時点を変えれば円高になっていないという意見もあるかもしれないので、図2で1990年を基準としたグラフも示すが、四半世紀も円高が続き、かつ円の価値が日本ほど変動している国はどこにもない。
次に実質実効レートを見ると、図3のようになる。名目ほど円高になっていないが、それは日本の物価が下落したからである。1990年代の末まで物価が下がっても円高だったが、その後2013年以降の大胆な金融緩和後の名目レートの安定とともに実質レートも安定した。
円高というデフレ圧力が払拭されたのである。つまりは、現状はうまくいっているのである。
エネルギー価格高騰は円高で対応できない
円安が止まらないと困る、あるいは円安だから原油価格が上昇してインフレになるという議論があるが、円安になれば輸出が増えて外貨収入が増え、円安は止まる。現状では、コロナで海外観光客が来られず、サプライチェーンが途切れて部品が入らず生産できない。したがって円安でも外貨収入が増えないが、それはコロナが収まれば解決できる。

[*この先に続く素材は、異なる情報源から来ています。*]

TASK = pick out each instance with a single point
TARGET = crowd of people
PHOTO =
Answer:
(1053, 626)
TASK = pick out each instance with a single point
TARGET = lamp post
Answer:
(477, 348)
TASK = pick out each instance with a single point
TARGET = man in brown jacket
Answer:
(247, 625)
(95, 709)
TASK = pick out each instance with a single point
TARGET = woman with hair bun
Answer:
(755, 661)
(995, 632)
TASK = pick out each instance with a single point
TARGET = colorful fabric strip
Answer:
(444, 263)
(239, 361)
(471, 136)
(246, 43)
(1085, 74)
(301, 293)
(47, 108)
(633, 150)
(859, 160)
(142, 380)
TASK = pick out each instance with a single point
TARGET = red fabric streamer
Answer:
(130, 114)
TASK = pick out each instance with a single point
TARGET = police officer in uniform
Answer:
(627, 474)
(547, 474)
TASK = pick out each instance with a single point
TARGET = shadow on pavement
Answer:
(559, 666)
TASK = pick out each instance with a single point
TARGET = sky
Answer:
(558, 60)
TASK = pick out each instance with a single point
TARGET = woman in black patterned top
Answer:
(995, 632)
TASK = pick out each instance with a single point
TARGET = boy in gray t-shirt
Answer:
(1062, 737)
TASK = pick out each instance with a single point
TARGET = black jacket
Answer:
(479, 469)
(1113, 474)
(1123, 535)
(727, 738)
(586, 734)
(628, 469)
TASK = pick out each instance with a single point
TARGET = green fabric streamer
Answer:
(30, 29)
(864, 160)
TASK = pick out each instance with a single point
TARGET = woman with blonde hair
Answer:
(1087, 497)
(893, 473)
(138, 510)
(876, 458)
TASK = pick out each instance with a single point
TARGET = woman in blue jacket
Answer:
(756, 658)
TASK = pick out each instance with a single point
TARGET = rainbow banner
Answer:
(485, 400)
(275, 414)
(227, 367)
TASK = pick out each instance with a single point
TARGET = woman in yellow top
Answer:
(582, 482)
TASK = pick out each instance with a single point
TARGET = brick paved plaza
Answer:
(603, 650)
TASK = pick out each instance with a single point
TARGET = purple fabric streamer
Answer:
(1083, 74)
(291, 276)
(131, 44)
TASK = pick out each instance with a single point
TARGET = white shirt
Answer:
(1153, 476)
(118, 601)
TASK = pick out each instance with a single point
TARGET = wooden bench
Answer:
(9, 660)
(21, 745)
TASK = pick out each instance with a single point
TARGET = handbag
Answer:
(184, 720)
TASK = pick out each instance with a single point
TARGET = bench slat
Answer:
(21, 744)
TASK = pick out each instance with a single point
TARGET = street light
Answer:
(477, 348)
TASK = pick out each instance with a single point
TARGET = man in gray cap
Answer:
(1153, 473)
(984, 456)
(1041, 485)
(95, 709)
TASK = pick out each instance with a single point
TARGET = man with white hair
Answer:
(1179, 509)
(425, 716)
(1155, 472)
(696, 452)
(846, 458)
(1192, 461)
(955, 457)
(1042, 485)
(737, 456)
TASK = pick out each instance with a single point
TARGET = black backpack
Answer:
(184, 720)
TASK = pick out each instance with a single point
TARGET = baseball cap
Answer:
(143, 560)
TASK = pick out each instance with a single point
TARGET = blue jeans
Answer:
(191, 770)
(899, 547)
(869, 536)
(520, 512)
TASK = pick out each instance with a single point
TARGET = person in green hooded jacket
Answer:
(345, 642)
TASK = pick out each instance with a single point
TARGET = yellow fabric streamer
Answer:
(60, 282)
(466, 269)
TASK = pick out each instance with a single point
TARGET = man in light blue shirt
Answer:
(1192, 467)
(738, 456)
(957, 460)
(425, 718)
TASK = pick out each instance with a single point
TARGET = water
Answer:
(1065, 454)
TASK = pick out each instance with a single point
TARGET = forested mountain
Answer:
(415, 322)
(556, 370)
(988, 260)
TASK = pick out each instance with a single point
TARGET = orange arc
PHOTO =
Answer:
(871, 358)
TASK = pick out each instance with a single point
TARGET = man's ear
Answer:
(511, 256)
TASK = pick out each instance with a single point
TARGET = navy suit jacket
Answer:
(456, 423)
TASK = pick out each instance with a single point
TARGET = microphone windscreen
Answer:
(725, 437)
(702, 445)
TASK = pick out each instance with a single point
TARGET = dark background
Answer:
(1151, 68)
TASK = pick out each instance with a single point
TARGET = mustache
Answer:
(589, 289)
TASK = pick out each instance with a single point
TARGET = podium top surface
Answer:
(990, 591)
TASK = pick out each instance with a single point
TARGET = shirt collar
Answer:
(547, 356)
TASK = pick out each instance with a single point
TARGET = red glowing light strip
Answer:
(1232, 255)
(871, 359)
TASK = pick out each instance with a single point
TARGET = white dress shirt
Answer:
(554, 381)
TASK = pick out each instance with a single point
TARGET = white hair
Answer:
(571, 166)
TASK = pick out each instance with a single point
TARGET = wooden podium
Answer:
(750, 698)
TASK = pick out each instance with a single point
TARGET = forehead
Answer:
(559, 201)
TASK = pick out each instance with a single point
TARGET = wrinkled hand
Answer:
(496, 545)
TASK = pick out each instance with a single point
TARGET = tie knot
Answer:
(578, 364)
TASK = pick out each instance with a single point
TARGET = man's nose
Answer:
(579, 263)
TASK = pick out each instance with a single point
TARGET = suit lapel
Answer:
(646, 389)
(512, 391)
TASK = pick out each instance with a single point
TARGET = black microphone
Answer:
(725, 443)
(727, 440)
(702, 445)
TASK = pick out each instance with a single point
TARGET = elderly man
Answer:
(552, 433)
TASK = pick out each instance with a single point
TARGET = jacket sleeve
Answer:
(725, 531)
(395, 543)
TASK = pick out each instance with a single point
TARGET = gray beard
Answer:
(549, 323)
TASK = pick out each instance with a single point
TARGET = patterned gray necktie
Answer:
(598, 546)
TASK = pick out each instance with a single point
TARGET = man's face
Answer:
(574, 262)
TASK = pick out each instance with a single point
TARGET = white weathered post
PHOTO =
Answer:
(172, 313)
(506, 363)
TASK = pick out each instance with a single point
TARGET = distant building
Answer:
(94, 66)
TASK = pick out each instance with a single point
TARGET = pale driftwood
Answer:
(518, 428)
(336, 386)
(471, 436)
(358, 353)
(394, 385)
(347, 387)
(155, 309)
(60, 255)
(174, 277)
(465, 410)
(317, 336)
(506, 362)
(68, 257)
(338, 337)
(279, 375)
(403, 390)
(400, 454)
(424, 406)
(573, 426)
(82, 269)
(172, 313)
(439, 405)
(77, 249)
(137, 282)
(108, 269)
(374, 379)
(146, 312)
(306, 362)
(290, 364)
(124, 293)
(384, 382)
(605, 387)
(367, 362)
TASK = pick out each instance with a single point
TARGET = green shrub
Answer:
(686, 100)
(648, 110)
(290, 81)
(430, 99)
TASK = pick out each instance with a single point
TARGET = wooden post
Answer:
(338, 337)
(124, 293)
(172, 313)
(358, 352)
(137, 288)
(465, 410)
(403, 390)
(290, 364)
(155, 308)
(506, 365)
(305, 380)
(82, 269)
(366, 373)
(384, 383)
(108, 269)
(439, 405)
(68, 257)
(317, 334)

ウクライナ戦争で経済が正常に機能しない問題もあるが、それは仕方がないことだ。世界経済が苦しんでいるときに、日本だけ円高にすればさらにまずいことになる。これはリーマン・ショック後の円高で経験したことだ。
エネルギー価格が高騰しているが、エネルギー価格は2倍にも3倍にもなるものだ。これを円高で抑えようとすれば、対ドルレートは120円が40円にならなければならない。つまり、エネルギー価格の高騰を円高で対応するというのはナンセンスということだ。エネルギー価格は国内物価に波及させ、それで困窮に陥る人々は、別途の所得補填によって助けるのが合理的な政策だ。